2.3.1 Beberapa Masalah Dalam
Implementasi Kebijaksanaan Moneter
Masalah pertama menyangkut pilihan mengenai apa yang
sebaiknya dijadikan sebagai “sasaran antara” atau (intermediate target) bagi
kebijakan moneter. Masalah kedua berkaitan dengan pilihan mengenai konsep “uang
beredar” yang mana yang paling baik sebagai sasaran. Masalah ketiga adalah
mengenai pilihan apakah kebijaksanaan moneter perlu dilaksanakan secara aktif,
atau lebih bersifat “otomatis” dengan mengikuti aturan umum tertentu, dan
masalah keempat berkaitan dengan perkembangan baru didalam teori kebijakan
moneter dan kebijaksanaan ekonomi makro pada umumnya.
a.
Tingkat Bunga Atau Ungan Beredar
Sasaran akhir jangka pendek dari baik dari kebijaksanaan
moneter maupun fiscal adalah menjaga keseimbangan dari perekonomian, yaitu agar
tercapai inflasi yang rendah, tingkat kegiatan ekonomi produksi yang tinggi
serta neraca pembayaran yang seimbang.
Ini merupakan tujuan yang “ideal” dari kebijaksanaan ekonomi
secara keseluruhan. Tentu tidak semua aspek dari sasaran ini akan dicapai
secara penuh dan sekaligus dalam kenyataan. Dalam usaha pencapaian sasran akhir
tersebut, kebijaksanaan moneter dengan pengaruhnya pada ketiga aspek sasaran
akhir tersebut adalah panjang, sehingga akan sangat terlambat seandainya
terjadi kesalahan kebijaksanaan, dan kebijaksanaan hanya bisa diubah setelah
hasil akhir telah diamati.
Tingkat
suku bunga yang stabil menunjukan bahwa situasi pasar uang adalah tenang dan
bahwa ada keseimbangan antara permintaan dan penawaran. Oleh sebab itu
memelihara kestabilan tingkat bunga bukanlah berarti bunga pada tingkat
tertentu.
b.
Bank Indonesia
memiliki
tujuan untuk mencapai dan memelihara kestabilan nilai rupiah.
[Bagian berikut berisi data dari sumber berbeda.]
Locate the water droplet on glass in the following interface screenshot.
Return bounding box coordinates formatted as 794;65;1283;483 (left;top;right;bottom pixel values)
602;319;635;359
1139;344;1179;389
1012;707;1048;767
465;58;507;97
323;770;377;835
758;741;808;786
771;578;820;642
Tujuan ini
sebagaimana tercantum dalam UU No. 3 tahun 2004 pasal 7 tentang Bank Indonesia.
Hal yang dimaksud dengan kestabilan nilai rupiah antara lain adalah kestabilan
terhadap harga-harga barang dan jasa yang tercermin pada inflasi. Untuk
mencapai tujuan tersebut, sejak tahun 2005 Bank Indonesia menerapkan kerangka
kebijakan moneter dengan inflasi sebagai sasaran utama kebijakan moneter
(Inflation Targeting Framework) dengan menganut sistem nilai tukar yang
mengambang (free floating). Peran kestabilan nilai tukar sangat penting dalam
mencapai stabilitas harga dan sistem keuangan. Oleh karenanya, Bank Indonesia
juga menjalankan kebijakan nilai tukar untuk mengurangi volatilitas nilai tukar
yang berlebihan, bukan untuk mengarahkan nilai tukar pada level tertentu.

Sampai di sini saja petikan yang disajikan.